Several years ago, ex-NASA engineer Homer Hickam published the first volume of his memoirs, ROCKET BOYS, which was subsequently made into the hit film OCTOBER SKY. In these, the author remembers growing up in the West Virginia coal town of Coalwood in the late 1950s. From the moment he saw the first Soviet Sputnik traverse the night sky in 1957, Homer became obsessed with space, rockets and his hero, Werner von Braun. Along with several high school chums, Hickam built and, after some initial failures, launched several dozen rockets. As high school seniors, the group won a national science fair for their achievements in rocketry.
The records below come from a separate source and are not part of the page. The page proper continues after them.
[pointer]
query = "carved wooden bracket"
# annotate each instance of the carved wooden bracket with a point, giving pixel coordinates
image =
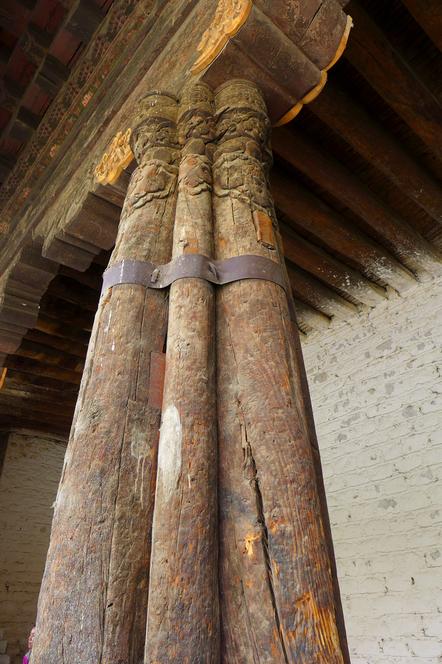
(284, 47)
(229, 17)
(117, 158)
In THE COALWOOD WAY, Homer expands on that period during his final high school year when he was steadily improving the design and performance of his missiles, but before he won the national competition that was the culminating triumph of his first book. This second volume of memoirs focuses less on rocketry than the other challenges Hickam faced in his hometown and personal life. His father, the mine superintendent, is a stern workaholic who demonstrates little overt love for his second son (while being more lavish with his firstborn, Jim). His mother, Elsie, is increasingly disenchanted with her marriage and life in Coalwood, and wants to move to Florida to sell real estate. Miners are being laid off by the parent company, an Ohio steel manufacturer. Families are going hungry. There's talk of a strike. Homer is driven to get all A's in school to be able to escape his environment, go to college, and ultimately work at Cape Canaveral. And, of course, there's the distraction of girls, and deciding whom to take to the Christmas Formal. After all, Melba June did sidle up close and say in a throaty voice, "I just love your rockets."
That THE COALWOOD WAY is less inspiring then its predecessor, and that Hollywood is unlikely to consider it material for the silver screen, shouldn't detract from the fact that it's a poignant coming-of-age story with an attractive hero. Delightfully, the author can be occasionally humorous in a homespun sort of way, as when he observes of preachers:
"Did failure to volunteer information count as a lie? I didn't think it did though I wouldn't have wanted to put that question to a preacher. It was my experience that preachers could get snagged on the details and miss the big picture entirely."
Perhaps my favorite character in the whole book is Elsie. As Moms should be, she seems eternally wise. She doesn't hesitate to occasionally tweak her husband's stiff-necked obstinacy, and there are no shenanigans that Homer is getting into, or considering, that she doesn't know of. It is she I most look forward to reading about in Homer's next volume of memories, SKY OF STONE.